STEVEN PINKER: I do believe that there is such a thing as free will but by that I do not mean that there is some process that defies the laws of physical cause and effect. As my colleague Joshua Greene once put it, it is not the case that every time you make a decision a miracle occurs. So I don’t believe that. I believe that decisions are made by neurophysiological processes in the brain that respect all the laws of physics. On the other hand it is true that when I decide what to say next when I pick an item from a menu for dinner it’s not the same as when the doctor hits my kneecap with a hammer and my knee jerks. It’s just a different physiological process and one of them we use the word free will to characterize the more deliberative, slower, more complex process by which behavior is selected in the brain.

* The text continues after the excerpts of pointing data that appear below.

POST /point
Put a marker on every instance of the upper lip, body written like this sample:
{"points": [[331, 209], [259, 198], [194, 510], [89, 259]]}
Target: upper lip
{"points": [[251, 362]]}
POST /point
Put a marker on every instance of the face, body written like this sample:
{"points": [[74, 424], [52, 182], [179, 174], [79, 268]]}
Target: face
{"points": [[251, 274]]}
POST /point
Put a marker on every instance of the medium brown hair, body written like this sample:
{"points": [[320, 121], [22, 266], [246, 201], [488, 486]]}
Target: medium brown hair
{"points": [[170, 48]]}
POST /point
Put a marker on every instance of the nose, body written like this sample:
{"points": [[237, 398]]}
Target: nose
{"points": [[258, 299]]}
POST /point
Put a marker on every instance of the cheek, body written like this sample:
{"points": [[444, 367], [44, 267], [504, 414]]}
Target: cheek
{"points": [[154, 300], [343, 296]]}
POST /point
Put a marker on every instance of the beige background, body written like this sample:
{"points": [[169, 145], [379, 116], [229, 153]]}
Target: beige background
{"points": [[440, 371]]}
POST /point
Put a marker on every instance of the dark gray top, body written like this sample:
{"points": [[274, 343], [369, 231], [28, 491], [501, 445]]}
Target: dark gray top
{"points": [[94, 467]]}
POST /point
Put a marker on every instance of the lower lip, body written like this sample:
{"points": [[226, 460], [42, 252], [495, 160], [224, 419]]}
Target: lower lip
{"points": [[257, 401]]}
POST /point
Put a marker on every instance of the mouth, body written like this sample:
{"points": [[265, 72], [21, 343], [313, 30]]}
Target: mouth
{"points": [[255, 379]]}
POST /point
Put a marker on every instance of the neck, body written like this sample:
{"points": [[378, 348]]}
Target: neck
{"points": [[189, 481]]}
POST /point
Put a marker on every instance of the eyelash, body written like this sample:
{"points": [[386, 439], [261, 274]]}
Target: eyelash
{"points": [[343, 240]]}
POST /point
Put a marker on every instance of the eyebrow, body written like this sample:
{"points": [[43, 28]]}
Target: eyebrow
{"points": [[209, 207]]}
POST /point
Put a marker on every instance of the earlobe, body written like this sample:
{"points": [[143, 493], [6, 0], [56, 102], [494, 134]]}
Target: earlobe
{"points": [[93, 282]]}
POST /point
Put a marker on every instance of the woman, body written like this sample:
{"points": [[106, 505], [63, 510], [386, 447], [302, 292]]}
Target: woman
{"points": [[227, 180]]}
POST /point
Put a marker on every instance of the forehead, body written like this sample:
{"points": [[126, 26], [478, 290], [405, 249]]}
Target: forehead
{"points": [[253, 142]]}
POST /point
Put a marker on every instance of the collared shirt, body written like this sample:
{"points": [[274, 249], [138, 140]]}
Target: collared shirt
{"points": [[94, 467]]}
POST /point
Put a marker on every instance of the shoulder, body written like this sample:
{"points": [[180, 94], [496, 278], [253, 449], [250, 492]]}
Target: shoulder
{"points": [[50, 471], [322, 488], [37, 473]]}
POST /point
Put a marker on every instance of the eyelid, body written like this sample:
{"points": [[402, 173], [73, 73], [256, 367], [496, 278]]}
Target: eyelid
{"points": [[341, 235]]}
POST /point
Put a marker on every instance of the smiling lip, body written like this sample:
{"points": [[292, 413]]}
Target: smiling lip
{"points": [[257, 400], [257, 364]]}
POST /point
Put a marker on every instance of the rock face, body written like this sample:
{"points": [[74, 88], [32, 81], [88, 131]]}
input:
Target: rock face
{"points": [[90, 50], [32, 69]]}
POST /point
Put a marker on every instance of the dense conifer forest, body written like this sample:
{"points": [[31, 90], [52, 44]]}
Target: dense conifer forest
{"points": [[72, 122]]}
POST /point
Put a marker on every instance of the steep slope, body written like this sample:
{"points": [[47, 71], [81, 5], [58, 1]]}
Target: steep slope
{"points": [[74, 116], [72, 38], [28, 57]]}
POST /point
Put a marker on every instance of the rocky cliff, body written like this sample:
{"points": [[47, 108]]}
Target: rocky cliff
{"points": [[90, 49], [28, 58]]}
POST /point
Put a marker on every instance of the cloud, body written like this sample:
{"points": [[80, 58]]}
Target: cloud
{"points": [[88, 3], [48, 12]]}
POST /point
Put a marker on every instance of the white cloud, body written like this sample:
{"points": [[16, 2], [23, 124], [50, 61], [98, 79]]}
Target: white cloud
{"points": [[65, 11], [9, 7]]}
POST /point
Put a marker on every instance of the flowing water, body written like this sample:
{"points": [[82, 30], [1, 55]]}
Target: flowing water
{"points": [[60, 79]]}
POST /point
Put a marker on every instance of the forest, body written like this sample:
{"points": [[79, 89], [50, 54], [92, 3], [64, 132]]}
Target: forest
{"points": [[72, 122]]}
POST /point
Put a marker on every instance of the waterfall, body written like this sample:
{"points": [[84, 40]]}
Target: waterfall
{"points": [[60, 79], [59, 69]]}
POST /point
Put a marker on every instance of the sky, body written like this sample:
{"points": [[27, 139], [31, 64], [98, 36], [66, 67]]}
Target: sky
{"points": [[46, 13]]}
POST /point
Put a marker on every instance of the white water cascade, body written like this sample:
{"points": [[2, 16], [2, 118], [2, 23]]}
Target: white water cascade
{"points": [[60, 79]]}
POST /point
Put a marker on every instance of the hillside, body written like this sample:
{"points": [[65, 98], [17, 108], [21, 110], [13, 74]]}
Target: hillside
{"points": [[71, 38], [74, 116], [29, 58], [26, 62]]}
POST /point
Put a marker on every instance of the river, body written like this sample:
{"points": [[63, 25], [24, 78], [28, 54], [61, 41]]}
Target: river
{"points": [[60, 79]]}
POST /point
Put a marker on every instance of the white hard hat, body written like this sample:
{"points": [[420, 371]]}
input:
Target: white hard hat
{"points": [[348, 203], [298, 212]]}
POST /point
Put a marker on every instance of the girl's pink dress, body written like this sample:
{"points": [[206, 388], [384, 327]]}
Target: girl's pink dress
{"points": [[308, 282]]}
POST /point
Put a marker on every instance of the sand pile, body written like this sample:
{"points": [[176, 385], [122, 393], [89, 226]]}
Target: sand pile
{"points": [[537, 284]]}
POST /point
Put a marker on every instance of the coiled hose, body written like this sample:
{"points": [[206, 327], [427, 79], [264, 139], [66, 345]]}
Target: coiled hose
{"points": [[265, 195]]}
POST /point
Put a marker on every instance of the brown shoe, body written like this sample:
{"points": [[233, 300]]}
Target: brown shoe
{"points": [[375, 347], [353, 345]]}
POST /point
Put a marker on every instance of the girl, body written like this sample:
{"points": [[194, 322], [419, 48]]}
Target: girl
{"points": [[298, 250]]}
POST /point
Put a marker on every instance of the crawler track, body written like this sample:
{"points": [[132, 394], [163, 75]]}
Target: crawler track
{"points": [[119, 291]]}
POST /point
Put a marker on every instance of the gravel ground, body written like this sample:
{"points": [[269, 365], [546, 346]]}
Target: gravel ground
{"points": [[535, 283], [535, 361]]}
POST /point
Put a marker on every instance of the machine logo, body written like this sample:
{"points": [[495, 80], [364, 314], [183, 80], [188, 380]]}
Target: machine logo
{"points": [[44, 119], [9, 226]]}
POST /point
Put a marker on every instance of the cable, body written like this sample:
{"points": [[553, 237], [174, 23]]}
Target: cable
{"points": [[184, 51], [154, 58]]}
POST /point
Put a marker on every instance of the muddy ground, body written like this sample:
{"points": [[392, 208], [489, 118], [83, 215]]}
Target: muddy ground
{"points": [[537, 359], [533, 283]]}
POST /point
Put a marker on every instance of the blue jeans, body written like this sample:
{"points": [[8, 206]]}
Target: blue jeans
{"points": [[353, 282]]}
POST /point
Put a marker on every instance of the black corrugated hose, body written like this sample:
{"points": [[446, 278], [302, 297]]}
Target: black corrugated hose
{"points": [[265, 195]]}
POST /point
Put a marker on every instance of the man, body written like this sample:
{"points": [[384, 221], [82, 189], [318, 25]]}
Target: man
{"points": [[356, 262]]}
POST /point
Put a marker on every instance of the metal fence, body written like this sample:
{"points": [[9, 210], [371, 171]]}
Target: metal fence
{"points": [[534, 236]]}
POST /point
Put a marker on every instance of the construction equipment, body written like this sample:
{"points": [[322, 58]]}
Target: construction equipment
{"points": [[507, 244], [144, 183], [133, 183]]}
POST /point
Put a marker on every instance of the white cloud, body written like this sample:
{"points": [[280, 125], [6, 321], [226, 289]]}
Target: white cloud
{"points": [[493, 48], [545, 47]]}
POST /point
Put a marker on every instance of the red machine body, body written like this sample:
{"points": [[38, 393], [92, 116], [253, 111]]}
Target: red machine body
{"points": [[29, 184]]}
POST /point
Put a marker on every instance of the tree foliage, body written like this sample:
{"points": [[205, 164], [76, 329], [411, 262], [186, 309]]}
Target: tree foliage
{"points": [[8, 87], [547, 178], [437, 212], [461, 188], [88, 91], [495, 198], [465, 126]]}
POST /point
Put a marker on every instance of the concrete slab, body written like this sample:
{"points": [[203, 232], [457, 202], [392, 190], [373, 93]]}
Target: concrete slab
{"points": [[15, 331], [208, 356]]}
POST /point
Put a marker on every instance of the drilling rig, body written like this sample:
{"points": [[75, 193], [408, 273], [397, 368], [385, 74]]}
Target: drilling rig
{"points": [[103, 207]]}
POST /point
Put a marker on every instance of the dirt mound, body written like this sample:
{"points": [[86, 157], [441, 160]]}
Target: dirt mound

That process involves the aggregation of many diverse kinds of information – our memory, our goals, our current environment, our expectation of how other people will judge that action. Those are all information streams that affect that process. It’s not completely predictable in that there may be random or chaotic or nonlinear effects that mean that even if you put the same person in the same circumstance multiple times they won’t make the same choice every time. Identical twins who have almost identical upbringings, put them in the same chair, face them with the same choices. They may choose differently. Again, that’s not a miracle. That doesn’t mean that there is some ghost in the machine that is somehow pushing the neural impulses around. But it just means that the brain like other complex systems is subject to some degree of unpredictability. At the same time free will wouldn’t be worth having and certainly wouldn’t’ be worth extolling in world discussions if it didn’t respond to expectations of reward, punishment, praise, blame.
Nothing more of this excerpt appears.